Notebooks and support code for the FOSS4G 2017 workshop "Analyzing large raster data in a Jupyter notebook with GeoPySpark on AWS"
FOSS4G 2017 Workshop: Analyzing large raster data in a Jupyter notebook with GeoPySpark on AWS

This repository has the following components:

  • ingest: Scala GeoTrellis code that was used to ingest the landsat, CDL and NLCD data used in the workshop, along with the Makefile to run the ingests on EMR.
  • emr: The Makefiles and code to work with the workshop clusters, including modifying and uploading the notebooks for the workshop.
  • exercises: Reference, Exercise and Solution notebooks that are run as part of the workshop.

Running an Workshop EMR cluster

To run this, you'll have need awscli installed, with the AWS_PROFILE account being able to interact with EMR through aws emr.

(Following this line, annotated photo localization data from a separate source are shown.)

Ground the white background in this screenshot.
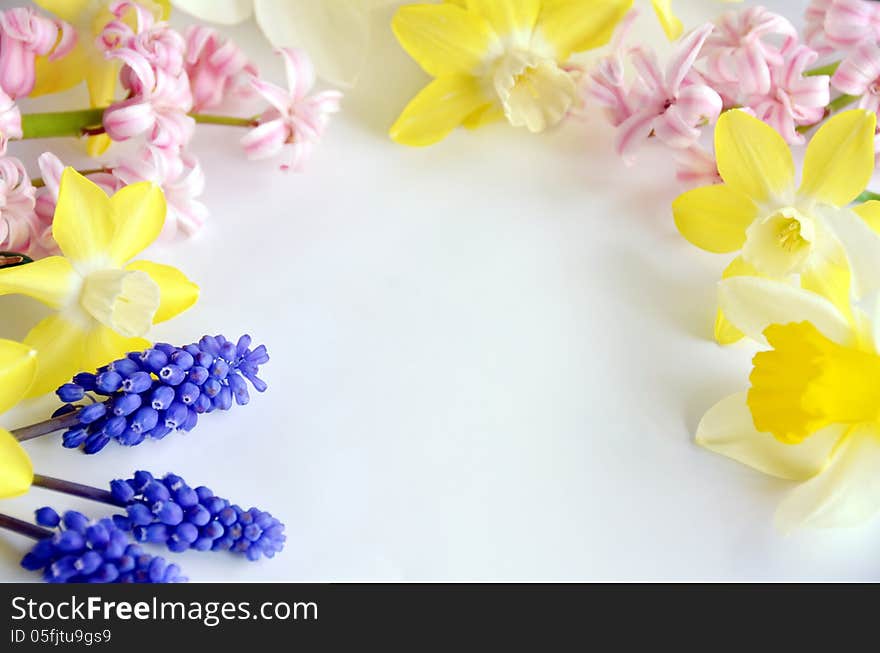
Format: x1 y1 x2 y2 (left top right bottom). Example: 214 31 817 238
2 0 879 582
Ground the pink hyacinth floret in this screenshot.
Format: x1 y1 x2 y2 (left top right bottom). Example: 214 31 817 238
832 41 880 113
805 0 880 55
0 89 21 155
114 146 207 239
701 6 797 99
0 156 54 258
674 146 722 188
242 48 342 171
185 25 258 112
0 6 75 99
744 39 829 144
604 24 722 164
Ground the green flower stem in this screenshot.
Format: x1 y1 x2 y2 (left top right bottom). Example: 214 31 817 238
805 61 840 77
855 191 880 204
20 108 257 139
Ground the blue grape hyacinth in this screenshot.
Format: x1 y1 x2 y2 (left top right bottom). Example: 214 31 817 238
20 508 187 583
110 471 286 561
54 335 268 454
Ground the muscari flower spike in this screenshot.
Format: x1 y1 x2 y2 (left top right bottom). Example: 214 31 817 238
54 334 268 454
109 471 285 561
21 508 187 583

Configure emr/, based on emr/

Create clusters

Run make create-clusters. This will create some number of clusters, the count of whic can be controlled by the CLUSTER_COUNT property in emr/

Copying Notebooks to your EMR cluster

Use the Makefile here for copying up the workshop notebooks.

# Copy the reference notebooks and exercies
make copy-references
# Copy the exercise 1 solution
make copy-exercise-1-solution
# Copy the exercise 2 solution
make copy-exercise-2-solution
# Copy the exercise 3 solution
make copy-exercise-3-solution

Other makefile commands

See emr/Makefile for other commands to temrinate the cluster, etc.